Sebetulnya kontrak ini untuk kerjasama memproduksi BBM untuk dijual kepada Pertamina, tetapi PT TPPI mengolah menjadi LPG. Hasil penjualan tidak pernah disetor ke kas negara, tetapi dianggap sebagai pelunasan hutang TPPI kepada Pertamina dengan harga mark up. Hebat ya. Negara punya tagihan dibayar pakai barangnya sendiri dengan harga mark up. Selama 10 tahun, Pertamina sudah merugi 22 triliun. Itu karena kedekatan HW dengan Hatta Rajasa dan Murez, yang menempatkan Amir Sambodo, sebagai direktur Tuban Holding.

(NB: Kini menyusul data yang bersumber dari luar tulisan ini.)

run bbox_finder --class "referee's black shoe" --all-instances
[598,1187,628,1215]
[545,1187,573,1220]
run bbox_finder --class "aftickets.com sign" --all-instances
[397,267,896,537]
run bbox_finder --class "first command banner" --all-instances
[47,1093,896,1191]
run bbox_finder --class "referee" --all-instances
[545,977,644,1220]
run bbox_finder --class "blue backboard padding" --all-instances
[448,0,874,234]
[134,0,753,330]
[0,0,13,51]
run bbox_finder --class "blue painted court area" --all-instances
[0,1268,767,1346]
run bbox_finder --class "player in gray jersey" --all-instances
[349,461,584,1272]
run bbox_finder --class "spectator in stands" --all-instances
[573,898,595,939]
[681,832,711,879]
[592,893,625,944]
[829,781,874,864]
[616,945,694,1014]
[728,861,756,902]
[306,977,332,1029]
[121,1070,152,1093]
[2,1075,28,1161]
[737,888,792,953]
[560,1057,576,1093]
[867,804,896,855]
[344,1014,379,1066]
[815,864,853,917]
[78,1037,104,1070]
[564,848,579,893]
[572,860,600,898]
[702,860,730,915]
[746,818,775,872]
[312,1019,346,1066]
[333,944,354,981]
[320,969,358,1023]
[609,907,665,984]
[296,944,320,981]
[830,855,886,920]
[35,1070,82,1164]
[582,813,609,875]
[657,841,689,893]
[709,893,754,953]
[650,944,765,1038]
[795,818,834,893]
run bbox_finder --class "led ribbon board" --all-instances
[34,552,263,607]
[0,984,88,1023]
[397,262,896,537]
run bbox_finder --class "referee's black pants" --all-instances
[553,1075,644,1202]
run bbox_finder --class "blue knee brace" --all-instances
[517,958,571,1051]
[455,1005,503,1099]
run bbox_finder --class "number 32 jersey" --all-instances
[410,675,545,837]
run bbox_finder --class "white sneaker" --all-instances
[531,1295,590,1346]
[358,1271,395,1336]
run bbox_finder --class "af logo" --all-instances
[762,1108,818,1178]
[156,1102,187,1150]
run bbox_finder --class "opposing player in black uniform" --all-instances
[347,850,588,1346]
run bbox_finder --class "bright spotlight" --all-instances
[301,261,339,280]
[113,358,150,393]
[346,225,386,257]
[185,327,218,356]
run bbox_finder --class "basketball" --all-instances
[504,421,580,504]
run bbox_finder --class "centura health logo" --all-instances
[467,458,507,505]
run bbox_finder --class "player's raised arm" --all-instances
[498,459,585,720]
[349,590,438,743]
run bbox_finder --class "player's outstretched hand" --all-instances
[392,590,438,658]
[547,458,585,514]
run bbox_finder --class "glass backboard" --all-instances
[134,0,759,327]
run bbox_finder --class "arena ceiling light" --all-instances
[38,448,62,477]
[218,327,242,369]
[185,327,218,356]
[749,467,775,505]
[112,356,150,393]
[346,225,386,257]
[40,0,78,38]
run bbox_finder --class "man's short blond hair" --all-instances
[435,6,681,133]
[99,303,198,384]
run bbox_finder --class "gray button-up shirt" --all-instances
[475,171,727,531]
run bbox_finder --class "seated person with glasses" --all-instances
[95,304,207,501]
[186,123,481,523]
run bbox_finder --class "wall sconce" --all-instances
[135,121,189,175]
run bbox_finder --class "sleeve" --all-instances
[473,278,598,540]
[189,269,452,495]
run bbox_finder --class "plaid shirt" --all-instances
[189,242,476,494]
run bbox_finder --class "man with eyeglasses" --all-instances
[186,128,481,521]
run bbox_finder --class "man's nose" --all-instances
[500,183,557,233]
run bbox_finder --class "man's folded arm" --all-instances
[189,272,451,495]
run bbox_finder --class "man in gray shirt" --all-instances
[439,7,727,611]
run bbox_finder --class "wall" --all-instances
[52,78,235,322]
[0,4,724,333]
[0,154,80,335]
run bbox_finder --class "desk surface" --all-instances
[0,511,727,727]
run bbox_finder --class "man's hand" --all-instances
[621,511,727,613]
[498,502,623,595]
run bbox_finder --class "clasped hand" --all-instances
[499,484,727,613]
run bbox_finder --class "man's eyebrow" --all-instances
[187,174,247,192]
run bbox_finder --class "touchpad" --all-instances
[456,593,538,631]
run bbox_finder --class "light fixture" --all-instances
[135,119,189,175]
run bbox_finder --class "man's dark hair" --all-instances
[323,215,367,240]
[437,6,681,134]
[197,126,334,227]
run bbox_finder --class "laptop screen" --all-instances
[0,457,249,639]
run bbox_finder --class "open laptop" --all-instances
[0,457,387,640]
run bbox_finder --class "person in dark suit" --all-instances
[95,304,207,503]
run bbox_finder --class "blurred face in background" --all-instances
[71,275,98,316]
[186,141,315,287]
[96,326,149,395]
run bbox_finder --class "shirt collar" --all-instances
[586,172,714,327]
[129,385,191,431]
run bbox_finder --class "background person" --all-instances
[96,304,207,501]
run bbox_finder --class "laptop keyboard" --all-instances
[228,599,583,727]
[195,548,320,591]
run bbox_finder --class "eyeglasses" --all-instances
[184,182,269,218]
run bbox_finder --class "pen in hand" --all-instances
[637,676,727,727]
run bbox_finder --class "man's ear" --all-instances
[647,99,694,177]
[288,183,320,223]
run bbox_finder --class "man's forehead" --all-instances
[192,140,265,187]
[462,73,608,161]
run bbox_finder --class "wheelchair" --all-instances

Sebetulnya HW orang baik. Dia tidak ahli soal pat -gulipat. Apalagi sampai mampu merekayasa utang dan ngemplang. Dia bukan tipe orang seperti itu. Yang jelas hutangnya di Bank Century tidak tersentuh hukum. Kasus seputar TPPI hanya dikenakan pasal 3 dan Pasal 6 Undang-Undang Nomor 25 Tahun 2003 tentang Tindak Pidana Pencucian Uang, yang sulit dibuktikan karena kita belum punya UU pembuktian terbalik. Bertahun tahun dia aman saja tinggal di Singapore. Teman saya ketemu dia di Singapore, Gaya hidupnya sederhana. Engga keliatan dia sebagai buronan puluhan triliun. Kasus ini mencuat kembali tahun 2015 di era Jokowi tetapi hilang begitu saja prosesnya. Nah sekarang HW kabur tanpa diketahui dimana dia berada. Tahun ini tahun politik, yang tahu pasti kasus ini bukanlah HW. Tetapi the man behind the gun. Mungkinkah ? Yang jelas mereka yang berada diputaran TPPI ini adalah HW dan Hashim ,Hatta Rajasa dan Murez, Amir Sambodo, sebagai direktur Tuban Holding dan juga JK.